For his part, Professor Herranz spoke this morning on euthanasia and the dignity of dying. In his lecture he again drew attention to the ambiguity that surrounds the term dignity today employment , which he referred to two polar positions. For one, all human lives, throughout their duration, from conception to natural death, are endowed with an intrinsic, objective dignity, possessed equally by all. For the other, on the other hand, human life is a precious good, endowed with an excellent dignity, which is distributed unequally among human beings and which, in each individual, undergoes fluctuations with the passage of time, to the point where it can be extinguished and disappear. This latter position equates dignity and quality of life, and it is from this perspective that some call for euthanasia as a right.
The only point in common between the two positions is the condemnation by both of what is known as therapeutic incarceration.

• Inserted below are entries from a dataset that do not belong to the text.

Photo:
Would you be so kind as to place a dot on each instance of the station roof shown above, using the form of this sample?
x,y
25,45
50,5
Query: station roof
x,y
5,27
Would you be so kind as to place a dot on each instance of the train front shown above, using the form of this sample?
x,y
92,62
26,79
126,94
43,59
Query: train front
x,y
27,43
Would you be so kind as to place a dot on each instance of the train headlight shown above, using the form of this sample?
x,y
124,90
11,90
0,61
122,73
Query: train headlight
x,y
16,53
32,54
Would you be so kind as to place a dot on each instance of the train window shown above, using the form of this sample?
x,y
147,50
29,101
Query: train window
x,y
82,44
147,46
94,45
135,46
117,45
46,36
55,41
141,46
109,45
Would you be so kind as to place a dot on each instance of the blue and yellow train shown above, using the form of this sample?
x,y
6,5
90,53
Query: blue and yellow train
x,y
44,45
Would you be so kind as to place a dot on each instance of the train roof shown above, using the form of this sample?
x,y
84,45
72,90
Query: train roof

After a exhibition of what the internship of each of these two positions entails, Professor Herranz developed some considerations about the peculiar dignity of the terminal patient, arguing that it is precisely in this status where professions such as Medicine and Nursing rediscover their original vocation: to come to the aid of weakened human life.
Finally, this morning, Professor Ollero showed us the legal side of discussion on euthanasia. After a quick review of some of the arguments usually put forward to support the decriminalisation of euthanasia, Professor Ollero highlighted the disadvantages of such arguments from a legal point of view. Indirectly, he also pointed out the risk that would follow for the bio-health professions, as decriminalisation would end up having a significant effect on the attitude of respect for life, characteristic of staff , and on the trust that the latter deserves from the patient.
Professor Ollero also disagreed with the position that makes the claim to death a right. Although from a legal point of view we could do anything that is not expressly punishable by law, such a possibility does not authorise us to claim death as a right.
After this summary, I would like to thank you, on behalf of the University of Navarra, for your attention and participation in these conference, and I hope that this occasion for dialogue may be the beginning of interdisciplinary colloquia on Bioethics issues.